Our daily round-up of news from the art world

UK Council Cuts Force Some Museums to Charge Entry Fees | A survey conducted by the Museums Association has found that nearly one in five UK museums that previously offered free access have implemented or plan to introduce entry charges. Somewhat more troubling was the finding that 18% of institutions have been forced to close parts or branches of their museums, and the trend sees no sign of letting up. More closures have been announced recently, with the north of England bearing the brunt of the losses. In total, the survey estimates that public funding to museums has fallen by 2%, while the sum generated from grants and donations has decreased by 4%. It may not sound meagre, but the wider picture presented by the report suggests that for some institutions, what looks like a little on a national scale really can mean a lot.

Christoph Vogtherr to Leave Wallace Collection | London’s Wallace Collection has announced that its Director, Dr Christoph Vogtherr, is stepping down to take up the directorship at the Hamburger Kunsthalle (German language article). Dr Vogtherr, who initially joined the Wallace as a curator nine years ago, has held its directorship since 2011. Since taking the reins, he has presided over a 20% increase in visitor numbers and overseen the widely admired refurbishment of its Great Gallery. Vogtherr will depart for Hamburg in October. In the meantime, the hunt is on for a successor.

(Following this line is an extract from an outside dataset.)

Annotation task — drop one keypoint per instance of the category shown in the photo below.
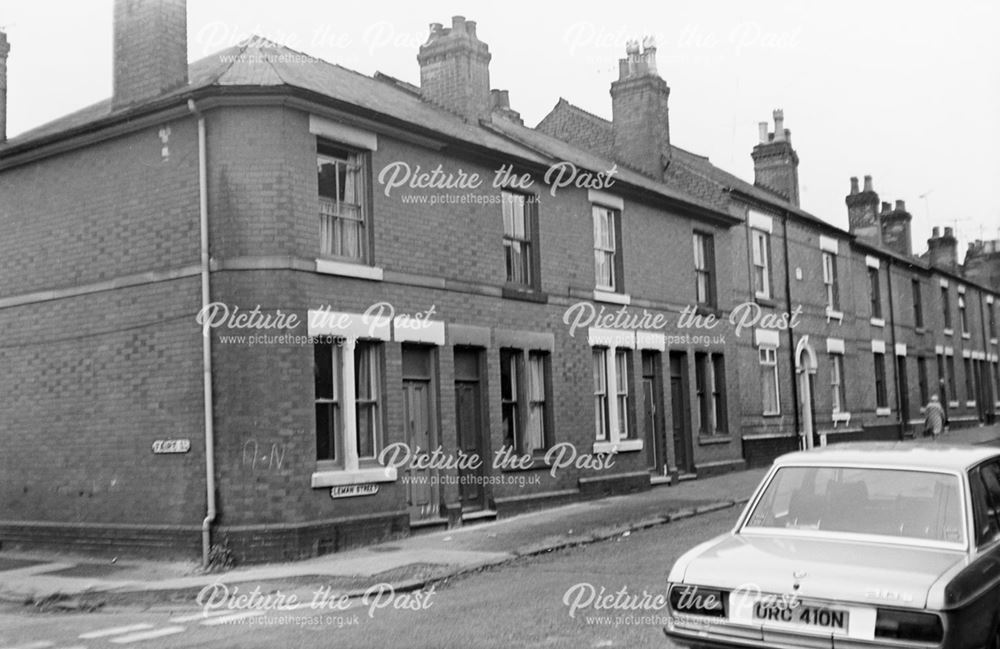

Proposed Transport Network in London Puts Historic Buildings at Risk | The Victorian Society has voiced concerns over plans for the projected route of the Crossrail 2 train network, which it says puts some of London’s historic buildings at risk of demolition. The planned route, which will run through central London from Wimbledon in the south to Hertfordshire in the north, will put the future of more than a dozen listed structures into question. Crossrail 1, which is currently under construction, has attracted much criticism for requiring the demolition of landmarks including Soho’s Astoria theatre. In further news for London’s largely 19th-century sprawl, architect Terry Farrell has criticised his peer Renzo Piano’s scheme for a new skyscraper in Paddington as insufficiently ‘thoughtful’. Some claim, coming from the man responsible for Vauxhall’s SIS building, and behind the controversial ‘masterplan’ for the redevelopment of the Earl’s Court area.

Vincent Fremont Appointed Artnews CEO | Following Izabela Depczyk’s resignation last year, Warhol Foundation co-founder and sales agent Vincent Fremont has been appointed CEO of Artnews Ltd, the company that publishes ARTnews. Fremont joins the company at an intriguing juncture. Last autumn, Artnews SA and BMP Holdings announced a merger, in the process becoming one of the world’s largest art publishers.

Lego U-Turns on Ai Weiwei Bulk Order | When Danish toymaker Lego refused to grant Ai Weiwei a bulk order of its iconic bricks for an art project, it inspired global protest and a gargantuan social media storm. Now, the company has relented by dropping restrictions on bulk orders it feels will be used ‘for political purposes’, provided the recipient makes clear that Lego does not endorse their project. Whether or not the U-turn has come too late to make up for the bad PR the ban precipitated, we will just have to see.